Then the dragon priest used his own Thu’um. “Zun-Haal-Viik!” he shouted at the three of us on the upper balcony. The shout only shook me, but it sent Brelyna and Onmund sprawling, knocking the bow from Brelyna’s hand and a flask of magicka potion from Onmund’s. The flask shattered on the hard stone floor.

“Blast!” he cursed as he got to his feet and reached for another potion.

Meanwhile, Morokei cast his storm atronach in Lydia and J’zargo’s direction, then began floating up toward us. I drank my own potion to restore my magic power as Brelyna retrieved her bow and Onmund began shooting lightning bolts down at Morokei. I fired off another firebolt. If our spells were having any effect, it was difficult to tell.

The dragon priest had just reached the first-level balcony when we heard J’zargo shout from off to our left. “You can manage the atronach, J’zargo will take care of Morokei!” Lydia was going at the atronach with her axe of embers, while the conjured being hit her with lightning strikes. I hoped the potion of magic resistance I had given her was still working.

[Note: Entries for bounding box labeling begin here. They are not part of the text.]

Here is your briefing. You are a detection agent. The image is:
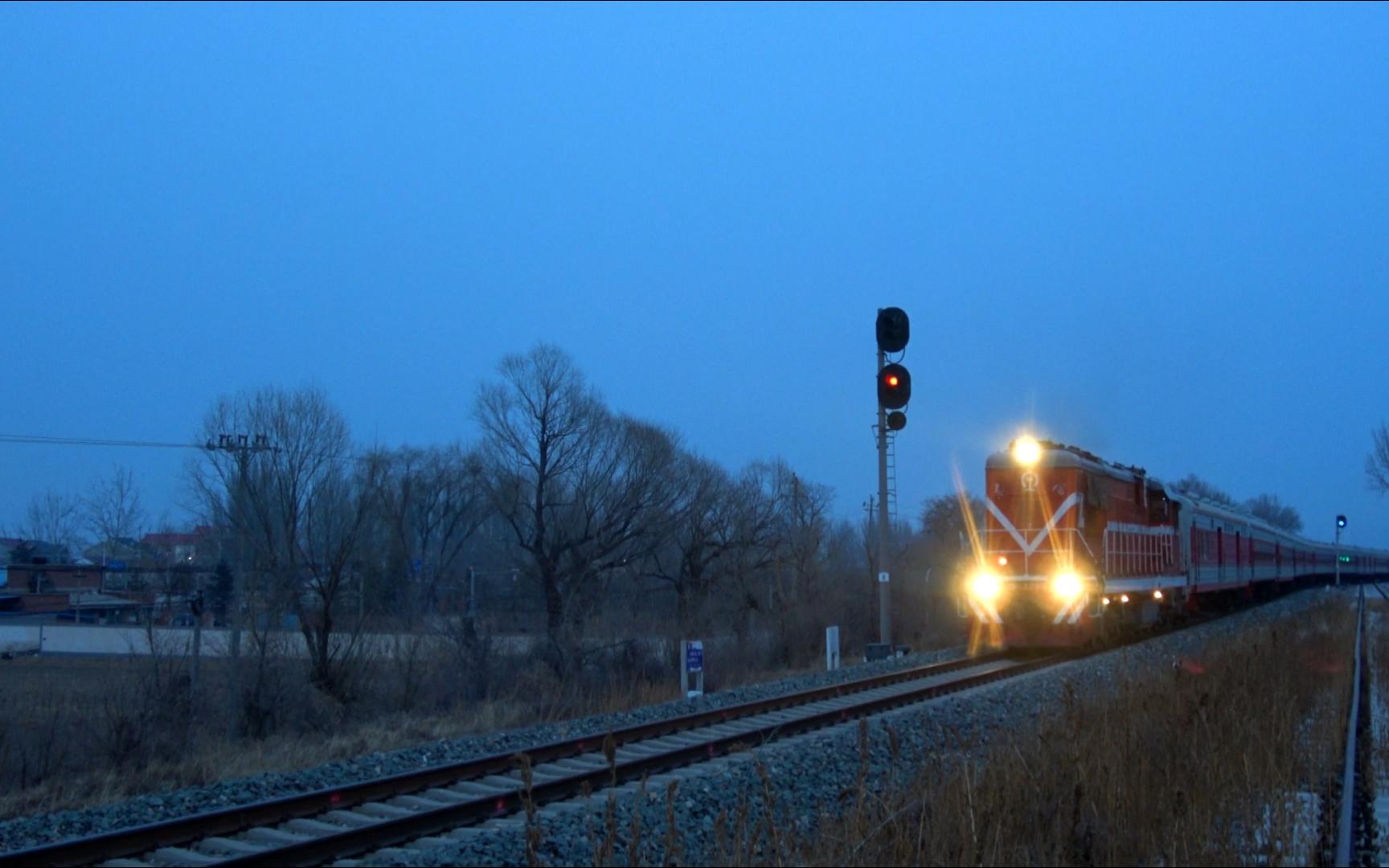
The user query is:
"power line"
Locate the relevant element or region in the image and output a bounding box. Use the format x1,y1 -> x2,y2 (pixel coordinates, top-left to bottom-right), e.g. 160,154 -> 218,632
0,433 -> 206,448
0,433 -> 372,461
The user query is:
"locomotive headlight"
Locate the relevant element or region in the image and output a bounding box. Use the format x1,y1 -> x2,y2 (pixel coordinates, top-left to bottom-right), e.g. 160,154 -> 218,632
1013,435 -> 1042,467
1051,572 -> 1085,603
969,572 -> 1003,603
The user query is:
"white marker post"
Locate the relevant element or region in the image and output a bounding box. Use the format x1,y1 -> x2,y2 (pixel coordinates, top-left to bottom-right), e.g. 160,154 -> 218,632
825,626 -> 839,672
681,639 -> 704,698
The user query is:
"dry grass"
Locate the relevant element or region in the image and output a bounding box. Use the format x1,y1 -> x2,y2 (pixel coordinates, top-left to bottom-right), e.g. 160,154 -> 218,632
0,630 -> 833,820
705,603 -> 1354,866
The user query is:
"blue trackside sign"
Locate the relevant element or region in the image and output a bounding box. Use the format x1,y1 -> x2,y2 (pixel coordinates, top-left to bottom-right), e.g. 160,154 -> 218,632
685,641 -> 704,672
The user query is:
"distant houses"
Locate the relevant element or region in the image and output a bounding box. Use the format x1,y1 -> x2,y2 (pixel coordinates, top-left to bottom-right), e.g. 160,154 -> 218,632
0,525 -> 218,624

J’zargo ran toward Morokei, casting his flame cloak as he went. The dragon priest turned toward him and fired a bolt of lightning from his staff just as the two met. There was a fiery explosion, and Morokei was pushed backward. But the flaw in J’zargo’s spell must have resurfaced because the explosion sent the Khajiit off the balcony. He landed in a heap near the pool beneath the waterfall, his fur singed and smoking. At least he could still move as he crawled away from his attacker. The dragon priest turned back down the stairs, intent on finishing the Khajiit off.

“No more, I yield,” J’zargo moaned.

“Keep firing at Morokei, friends!” I shouted, and I leapt off the upper balcony, dropping to the floor below. I had to distract Morokei before he hit J’zargo with another blast from that staff.

“Zun-Haal!” I shouted, figuring to deal him a dose of his own magic. The Disarm shout gave him pause, but he did not drop the Staff of Magnus. Still, the shout distracted him. He turned and blasted me with the staff, intertwined branches of lightning arcing between us. Maybe my potion of magic resistance was still working, because I felt only a slight tingling at the end of my fingers. My magicka was draining away, yet not so fast as Morokei might have hoped.

“Your magic is strong as well, Dovahkiin. You should be groveling on the floor by now.”

Just then a well-placed shot from Brelyna’s bow caught the dragon priest in the arm that held the staff, breaking the arc of lightning.

I took advantage of Morokei’s momentary distraction to dash past him down the steps toward J’zargo, who lay curled in a semi-conscious heap near the wall of the opposite balcony. I had no thought of saving my remaining magicka for a spell of Destruction. I had to heal J’zargo before the dragon priest’s next attack finished him. My healing spell revived him enough that he could sit up and drink the potion I gave him.

I turned to see Morokei blasting Brelyna with his staff. Onmund was nowhere to be seen. Brelyna bravely fired a last shot, then fell back out of our sight, too weakened to continue fighting.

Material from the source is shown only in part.